The 2025 ADV Draft Circuit
A shower thought turned real, the 2025 ADV Draft circuit is the culmination of the work done to proliferate the ADV Draft format across multiple different tournament series: not just Emerald Open and the occasional one-off tournament. In late November, I typed out a small novel in my notes app (on the train, as I tend to write) and sent it to a few tournament organizers. Everyone seemed to like the idea, and with some polishing of details the ADV Draft Circuit was born.

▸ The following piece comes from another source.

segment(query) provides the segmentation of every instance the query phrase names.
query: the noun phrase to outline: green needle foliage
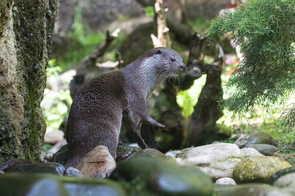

This is very much an experimental first run of things -- the tournaments themselves are largely independent, and I am only taking the results from them to determine participants for my own tournament, so I have confidence that things will run well. I ran a simulation for a hypothetical set of participants for a 2024 Hoenn Draft Invitational, and I'm happy with the results: a mix of established draft talent qualified, and no one player (besides the auto-qualifiers) was carried hard enough by a single performance to qualify. I've run a few tournaments before but never one at the scale of what I think Revival Draft will gather -- and am very excited to see how it shakes out. The circuit, coincidentally, is going to begin at a time where I feel like a lot of the site's features are "finished" and the database is useful for grabbing answers to a variety of questions. Of course, it will still grow with each tournament entry and wacky idea I have, but at this point I am able to take a step back and be proud of what I've accomplished.
Conclusion: Pokemon WAR?
Speaking of wacky ideas, how about Pokemon WAR? A concept that I touch on in my first blogpost on ADV Draft, I believe that having a number to quantify how good a Pokemon is in most scenarios is a potentially good thing for the database to have. This, of course, brings up the question: WAR stands for Wins Above Replacement. What is, then, the "replacement" Pokemon? I'd argue that there are five "group" that draft picks live in: the obvious top-tier guys such as Metagross and Tyranitar, the supplemental pieces that form cores and get drafted nearly always such as Aerodactyl and Swampert, the middling guys that fit on some teams and provide fair value on their own, like Hypno and Blaziken, the Pokemon lower on the board that round out 7- or 8-Pokemon drafts like Swalot and Jumpluff, and then what the community endearingly refers to as "shitmons" -- those that cost 1-3 points and almost exclusively ride the bench. What, out of these tiers, is the "replacement" level? The third group? The fifth? Once I decide that, what numbers should actually feed into the calculation? Now that I have battle stats available, I can create a more nuanced figure than one that just includes draft stats, but I haven't started on any of this work yet beyond vague ideas.
I don't want to add so many features that it becomes bloated, but I do think I've achieved what I set out to do: create Baseball Reference for ADV Draft. With a variety of lookups and ways to find lots of information, I'm proud of what exists here. There's plenty I could add, like the draft input feature I talked about in Using a Real Oven, but I am at a point where I am happy to stamp what I have as Version 1.0. Thank you to anyone who's helped contribute to the site, via summaries or otherwise!